Moderator of 1 Session
Presenter of 1 Presentation
LOCUS COERULEUS VULNERABILITY DIFFERS AMONG ALZHEIMER’S DISEASE NEUROPATHOLOGIC SUBTYPES AND MAY BE INFLUENCED BY YOUNGER AGE AT ONSET AND APOE
Abstract
Aims
The locus coeruleus (LC) is a small pontine nucleus and primary source of norepinephrine in the human brain. In Alzheimer’s disease (AD), the LC is one of the first structures to accumulate hyperphosphorylated tau, resulting in marked reductions in size and volume. As the LC projects to and provides norepinephrine throughout corticolimbic structures, we aimed to examine the relationship of LC neuronal loss with corticolimbic patterns among AD subtypes and to investigate clinicopathologic predictors of LC neuronal loss.
Methods
Corticolimbic tangle patterns were used to classify AD subtypes as hippocampal sparing (HpSp), typical, and limbic predominant. An H&E-stained pons was digitally scanned and neuronal density measured in 783 AD cases.
Results
Among AD subtypes, limbic predominant had higher number of LC neurons compared to typical AD with HpSp AD having the fewest LC neurons (p=0.013).

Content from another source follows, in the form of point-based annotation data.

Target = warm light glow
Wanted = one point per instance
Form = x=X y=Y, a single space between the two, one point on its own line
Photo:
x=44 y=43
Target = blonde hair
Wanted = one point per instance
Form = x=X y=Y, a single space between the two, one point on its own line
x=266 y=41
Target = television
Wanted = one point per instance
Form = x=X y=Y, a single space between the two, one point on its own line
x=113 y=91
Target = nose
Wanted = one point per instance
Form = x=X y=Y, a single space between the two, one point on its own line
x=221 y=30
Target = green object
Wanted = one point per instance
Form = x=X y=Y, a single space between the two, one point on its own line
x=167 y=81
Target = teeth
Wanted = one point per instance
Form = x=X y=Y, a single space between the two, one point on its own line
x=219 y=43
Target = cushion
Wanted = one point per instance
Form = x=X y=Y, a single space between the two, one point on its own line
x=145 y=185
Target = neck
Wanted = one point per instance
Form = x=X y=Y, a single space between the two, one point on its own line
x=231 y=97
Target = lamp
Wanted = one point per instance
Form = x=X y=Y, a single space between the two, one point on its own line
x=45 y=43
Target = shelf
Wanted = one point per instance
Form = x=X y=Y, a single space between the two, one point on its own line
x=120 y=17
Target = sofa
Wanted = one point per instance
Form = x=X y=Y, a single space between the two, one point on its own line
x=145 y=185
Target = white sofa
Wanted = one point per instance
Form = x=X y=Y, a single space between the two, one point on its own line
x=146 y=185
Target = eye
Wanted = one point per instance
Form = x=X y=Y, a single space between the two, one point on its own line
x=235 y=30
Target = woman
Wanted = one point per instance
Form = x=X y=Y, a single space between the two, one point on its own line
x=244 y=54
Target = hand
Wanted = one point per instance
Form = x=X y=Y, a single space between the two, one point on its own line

Multivariable regression analysis in typical AD accounted for 24% (R2=0.24) of the variability in LC neuronal loss (p<0.001): 10 years younger at death equated to 4 fewer LC neurons, 5 years longer in disease duration equated to 1 fewer neuron, and Braak tangle stage increase equated to 4 fewer neurons. No association was found between LC neuronal loss and sex, brain weight, or Thal phase. Interestingly, APOE ε4 status was associated with 2 more LC neurons.
Conclusions
Younger age onset, longer disease duration, and lack of an APOE ε4 allele may influence LC vulnerability. Our findings highlight the potential biomarker relevance of LC atrophy for young onset AD, which may inform corticolimbic tau patterns.